Durante a sessão, a vereadora Mislaine de André se opôs a formalização em caráter de urgência e solicitou vista do processo, gerando um embate com o relator especial da comissão, vereador Márcio Soares, integrante da base governista, que recusou o pedido. Soares acusou a vereadora de falta de compromisso com a causa ambiental, referindo-se à aprovação de um empreendimento de luxo, o que foi prontamente rebatido por Mislaine, que negou sua participação na época da aprovação.
A situação se agravou com a intervenção de representantes do Observatório Social, Amanda Berger e Felipe Serpa, que apontaram preocupações sobre a revogação da lei. Segundo o grupo, a prefeitura justifica a medida alegando que a área já é regulamentada por um decreto estadual, mas o Observatório defende que a legislação municipal oferece restrições mais rígidas para o uso do solo. Eles também denunciaram que licenças para construções em áreas sensíveis, como a de um condomínio de luxo, estão sendo emitidas com base no decreto estadual, o que consideram irregular.

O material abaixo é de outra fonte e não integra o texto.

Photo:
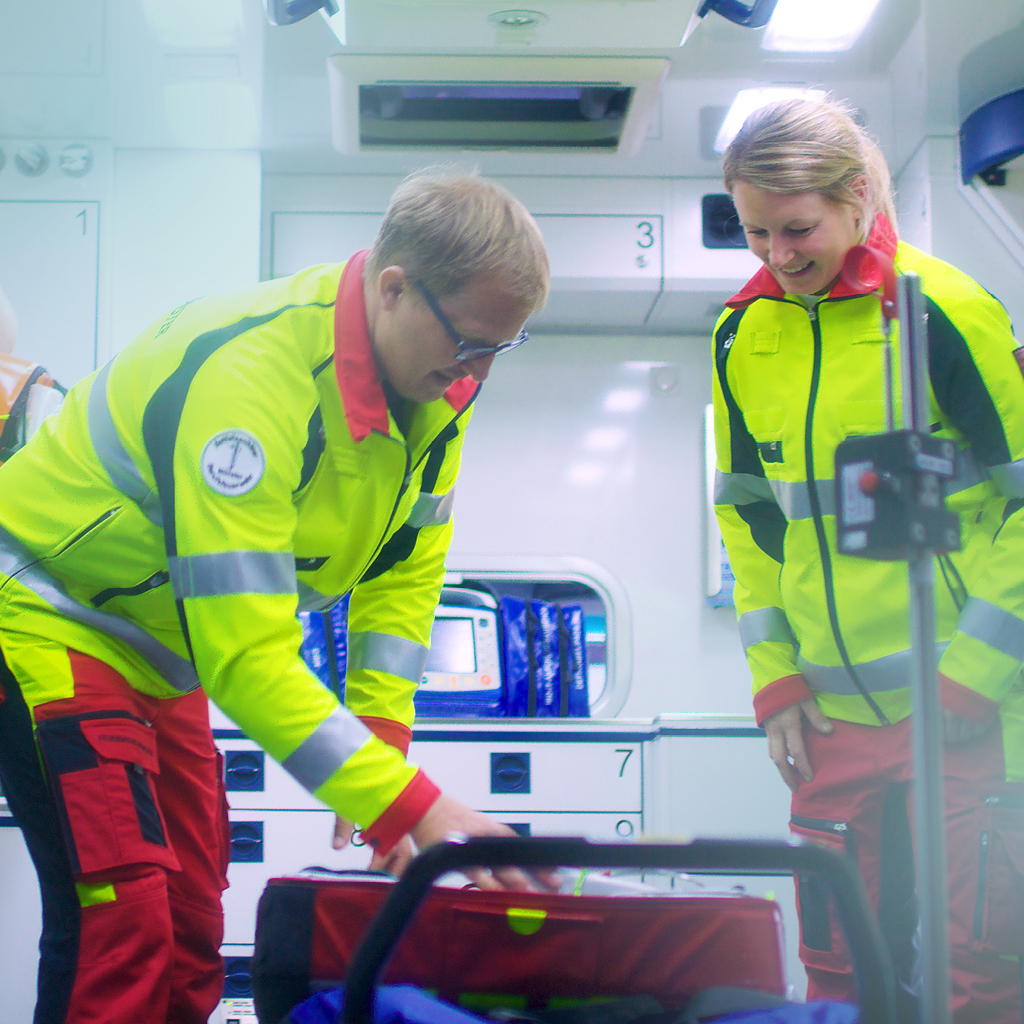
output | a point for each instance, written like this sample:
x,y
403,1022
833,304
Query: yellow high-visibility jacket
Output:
x,y
236,463
791,383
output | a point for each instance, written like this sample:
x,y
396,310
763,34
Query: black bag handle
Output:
x,y
871,965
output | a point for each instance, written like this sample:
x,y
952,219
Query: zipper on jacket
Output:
x,y
78,537
406,480
819,528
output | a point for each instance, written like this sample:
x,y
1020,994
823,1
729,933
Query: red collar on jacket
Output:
x,y
764,285
361,394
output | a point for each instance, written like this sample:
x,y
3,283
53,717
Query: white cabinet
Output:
x,y
546,777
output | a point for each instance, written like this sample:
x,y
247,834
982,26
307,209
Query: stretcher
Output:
x,y
470,946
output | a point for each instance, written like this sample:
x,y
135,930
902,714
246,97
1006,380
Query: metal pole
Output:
x,y
930,834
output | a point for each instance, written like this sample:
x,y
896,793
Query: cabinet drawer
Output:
x,y
278,843
538,776
271,788
601,827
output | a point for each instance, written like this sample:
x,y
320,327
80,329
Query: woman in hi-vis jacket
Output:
x,y
246,457
798,369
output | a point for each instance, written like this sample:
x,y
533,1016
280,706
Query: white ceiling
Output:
x,y
94,69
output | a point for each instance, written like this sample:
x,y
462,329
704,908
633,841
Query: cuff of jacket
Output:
x,y
968,704
780,694
403,813
393,733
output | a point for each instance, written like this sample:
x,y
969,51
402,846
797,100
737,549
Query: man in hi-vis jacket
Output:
x,y
247,457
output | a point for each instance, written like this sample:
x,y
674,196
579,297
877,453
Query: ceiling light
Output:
x,y
336,22
748,100
587,472
604,438
810,26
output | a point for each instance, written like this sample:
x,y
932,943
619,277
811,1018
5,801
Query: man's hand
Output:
x,y
393,862
448,818
785,739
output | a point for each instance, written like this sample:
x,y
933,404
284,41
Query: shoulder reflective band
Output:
x,y
889,673
386,652
223,572
1010,478
765,624
313,600
431,510
16,560
120,468
993,627
740,488
326,749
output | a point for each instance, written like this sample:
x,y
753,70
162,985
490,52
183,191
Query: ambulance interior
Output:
x,y
152,151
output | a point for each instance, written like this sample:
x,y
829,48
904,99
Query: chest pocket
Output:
x,y
767,427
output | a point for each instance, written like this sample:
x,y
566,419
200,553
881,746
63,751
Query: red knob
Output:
x,y
868,482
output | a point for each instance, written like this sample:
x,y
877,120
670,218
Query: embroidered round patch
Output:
x,y
232,462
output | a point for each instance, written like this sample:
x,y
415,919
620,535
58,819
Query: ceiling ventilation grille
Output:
x,y
595,104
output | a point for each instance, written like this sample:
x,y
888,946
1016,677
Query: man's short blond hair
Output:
x,y
446,225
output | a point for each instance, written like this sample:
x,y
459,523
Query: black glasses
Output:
x,y
464,349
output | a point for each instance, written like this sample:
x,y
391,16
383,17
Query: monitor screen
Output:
x,y
452,646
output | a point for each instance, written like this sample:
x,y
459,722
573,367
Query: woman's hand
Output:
x,y
785,739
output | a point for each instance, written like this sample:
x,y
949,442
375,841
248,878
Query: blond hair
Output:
x,y
801,145
446,225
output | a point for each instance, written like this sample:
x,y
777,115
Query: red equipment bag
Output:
x,y
527,947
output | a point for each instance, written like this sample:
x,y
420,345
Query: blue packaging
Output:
x,y
574,697
325,644
545,659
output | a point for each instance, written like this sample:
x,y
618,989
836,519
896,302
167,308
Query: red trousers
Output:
x,y
860,802
127,825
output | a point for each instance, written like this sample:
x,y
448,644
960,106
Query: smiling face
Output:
x,y
802,238
414,350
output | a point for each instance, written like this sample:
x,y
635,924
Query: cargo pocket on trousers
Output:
x,y
99,765
998,915
821,942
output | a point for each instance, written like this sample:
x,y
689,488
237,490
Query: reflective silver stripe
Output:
x,y
740,488
889,673
326,749
386,652
232,572
969,472
1010,478
313,600
765,624
15,559
431,510
993,627
120,468
794,498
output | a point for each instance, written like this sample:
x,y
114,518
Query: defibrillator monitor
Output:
x,y
464,654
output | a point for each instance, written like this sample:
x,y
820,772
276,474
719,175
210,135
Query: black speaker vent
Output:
x,y
720,223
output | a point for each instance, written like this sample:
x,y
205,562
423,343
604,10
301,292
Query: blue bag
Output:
x,y
545,660
392,1005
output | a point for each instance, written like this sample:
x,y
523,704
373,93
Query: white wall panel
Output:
x,y
186,223
592,446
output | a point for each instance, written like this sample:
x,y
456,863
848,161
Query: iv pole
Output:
x,y
909,464
929,806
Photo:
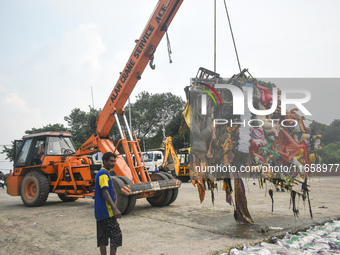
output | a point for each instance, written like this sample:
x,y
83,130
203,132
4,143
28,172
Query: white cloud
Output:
x,y
16,117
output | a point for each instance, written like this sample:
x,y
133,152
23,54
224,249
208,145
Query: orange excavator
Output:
x,y
49,163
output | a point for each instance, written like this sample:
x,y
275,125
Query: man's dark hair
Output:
x,y
108,155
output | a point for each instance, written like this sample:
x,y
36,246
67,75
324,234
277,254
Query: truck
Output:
x,y
177,164
49,162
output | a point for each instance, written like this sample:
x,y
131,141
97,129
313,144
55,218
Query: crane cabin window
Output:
x,y
23,153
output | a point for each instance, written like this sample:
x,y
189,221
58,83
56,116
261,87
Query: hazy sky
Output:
x,y
53,52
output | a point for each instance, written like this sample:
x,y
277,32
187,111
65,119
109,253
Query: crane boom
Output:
x,y
142,53
140,56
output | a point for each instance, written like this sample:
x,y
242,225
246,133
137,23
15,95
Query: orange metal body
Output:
x,y
141,55
71,175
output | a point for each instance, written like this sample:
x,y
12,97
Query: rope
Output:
x,y
232,35
215,36
169,46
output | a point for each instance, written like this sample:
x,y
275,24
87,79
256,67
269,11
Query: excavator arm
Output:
x,y
171,161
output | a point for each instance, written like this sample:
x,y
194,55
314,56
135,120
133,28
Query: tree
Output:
x,y
150,109
79,123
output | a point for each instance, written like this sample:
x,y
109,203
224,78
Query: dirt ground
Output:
x,y
185,227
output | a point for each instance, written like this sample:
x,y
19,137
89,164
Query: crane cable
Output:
x,y
232,35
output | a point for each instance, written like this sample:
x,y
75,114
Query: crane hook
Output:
x,y
151,62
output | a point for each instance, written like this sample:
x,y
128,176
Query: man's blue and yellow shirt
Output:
x,y
102,209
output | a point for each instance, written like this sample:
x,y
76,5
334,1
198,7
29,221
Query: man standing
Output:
x,y
106,211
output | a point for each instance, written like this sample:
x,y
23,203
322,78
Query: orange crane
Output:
x,y
48,162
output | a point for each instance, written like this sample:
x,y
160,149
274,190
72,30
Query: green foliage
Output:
x,y
149,109
49,127
79,123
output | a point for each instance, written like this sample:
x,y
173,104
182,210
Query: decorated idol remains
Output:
x,y
242,128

O debate sobre o crescimento urbano desordenado e a especulação imobiliária intensificou a discussão, especialmente com a participação do vereador Franklin da Escolinha, que exigiu a retirada dos membros do Observatório da sessão, e de Márcio Soares, que também atacou o grupo verbalmente. Diante do tumulto, a sessão foi encerrada sem nenhuma definição sobre a revogação da lei da APA de Sapiatiba.